Now, I allowed it to show itself. In truth, though I gave it permission to emerge, I’m not confidant that I could have prevented it. In a cold, imperious tone, I told Lucie to take off her skirt and tights. She looked at me sadly for nearly a minute, then pulled her legs in under the table and leaned forward with her elbows on it.

“All right,” she said. “I do know how I got the bruise. Ben and I didn’t stay in the bar till closing time. We left at about half past nine, went back to his flat and had sex.”

“Bullshit.”

“What?”

“You didn’t get an extensive bruise like that from consensual sex. He attacked you.” I meant “raped” but it didn’t seem necessary to say it as baldly as that. Lucie laughed.

“Attacked me? That’s ludicrous. You’ve met him. You surely don’t think that he needs to resort to rape in order to get sex.”

“You said yourself that rape is about power, not about sex.”

“But sex is about power. Partly, anyway.”

“Why are you defending him. Look what he did to you. Quite apart from the rape, it’s assault occasioning actual bodily harm.”

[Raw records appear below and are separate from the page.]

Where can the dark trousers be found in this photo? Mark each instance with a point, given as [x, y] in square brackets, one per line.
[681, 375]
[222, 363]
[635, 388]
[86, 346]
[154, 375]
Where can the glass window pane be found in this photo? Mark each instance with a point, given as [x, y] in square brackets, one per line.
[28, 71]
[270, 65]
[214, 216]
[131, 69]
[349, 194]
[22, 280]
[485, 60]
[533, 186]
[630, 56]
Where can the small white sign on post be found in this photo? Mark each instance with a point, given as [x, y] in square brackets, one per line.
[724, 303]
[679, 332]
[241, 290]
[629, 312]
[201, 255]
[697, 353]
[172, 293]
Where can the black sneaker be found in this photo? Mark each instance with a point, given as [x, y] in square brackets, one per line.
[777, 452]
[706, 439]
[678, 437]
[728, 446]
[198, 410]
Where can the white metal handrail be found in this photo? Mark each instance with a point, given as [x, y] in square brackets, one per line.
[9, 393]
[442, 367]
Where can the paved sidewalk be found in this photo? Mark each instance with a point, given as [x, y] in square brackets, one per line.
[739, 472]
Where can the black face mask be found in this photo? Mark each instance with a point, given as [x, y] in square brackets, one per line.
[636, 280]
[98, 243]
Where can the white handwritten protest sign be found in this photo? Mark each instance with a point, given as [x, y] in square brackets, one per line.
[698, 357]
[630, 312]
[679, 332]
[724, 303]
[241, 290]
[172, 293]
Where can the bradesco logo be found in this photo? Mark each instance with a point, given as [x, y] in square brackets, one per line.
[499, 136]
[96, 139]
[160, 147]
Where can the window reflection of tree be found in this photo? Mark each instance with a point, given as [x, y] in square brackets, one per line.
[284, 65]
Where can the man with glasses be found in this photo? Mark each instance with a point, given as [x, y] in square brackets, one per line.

“I know it’s difficult for you to accept, but the simple fact is that we had sex. Willingly, enjoyably — ”

“Violently.”

“Not at all! I just bruise easily.”

“Like hell. I’ve lived with you for four years. I’ve never noticed a bruise.”

“I’m sorry, love. I understand why you’re upset.”

I could see that she was about to remind me that we’d always agreed that we weren’t going to have exclusive, proprietorial rights to each other’s bodies. It was true but it seemed a ridiculous cliché when compared to the brutal reality, which … which I didn’t dare think about if I wanted to be sure I could hold back from causing her physical harm. She was insisting that this had taken place with her willing participation but the idea was monstrous.

To forestall her sorry recital of the terms and conditions on which we had agreed to establish our relationship, I repeated my order that she remove her skirt and tights. This time she stood up, stepped away from the table and reached behind her to unzip her skirt. Whether deliberately or instinctively, she did it in the manner of a striptease, gently twisting her hips and looking at me with feigned timidity from under quivering lashes. She pushed the tights down to just above her knees, then sat down again to get them off her lower legs. When she had finished. she stood up again and looked at me directly. She placed her right foot on the chair, bending it at the knee, so as to expose her inner thigh to me. The bruise was long, narrow and mostly red, with a bluish/purple zig-zag running through it. It started a little over two inches above her knee and continued into her knickers.

I told her to take her blouse off as well and she complied. There was a second bruise around her right ribcage, which continued under her arm. I asked her to raise her arm so that I could look at it more closely, and then to remove her bra. She looked at me steadily as if in disappointment rather than surprise, then unfastened the bra and shrugged it off. She immediately began to pull her knickers down her legs.

“That isn’t — ”, I started, but she had already dropped them on the floor. Her right breast was, so far as I could tell, quite badly bruised by what seemed to be fingermarks. She gave me a sad smile, as if to say that this was a side of me she hadn’t seen before.

“Is this the first time you have forced a woman to strip for you?”

“I wasn’t forcing you to strip. I’m looking for evidence.”

She simply shook her head. I went to my desk drawer to find my camera. When I took it out, she said “that’s enough”, picked up her clothes and locked herself in the bathroom. In her hurry she left the tights, which lay on the floor with the right leg stretched out and the left bunched up. Because the dense material was not stretched over pale skin the dark navy colour looked black. It seemed to me to resemble nothing so much as a black hand with an elongated finger pointing straight at me.

Some twenty minutes later, she shouted through the door that she wasn’t going to come out while I was in the flat. I went out to buy a paper and some matches, as she’d mentioned that she had left her lighter in the pub. When I got back, the tights were still pointing their accusation at the bed. Six days later, Lucie phoned me to arrange to collect her belongings.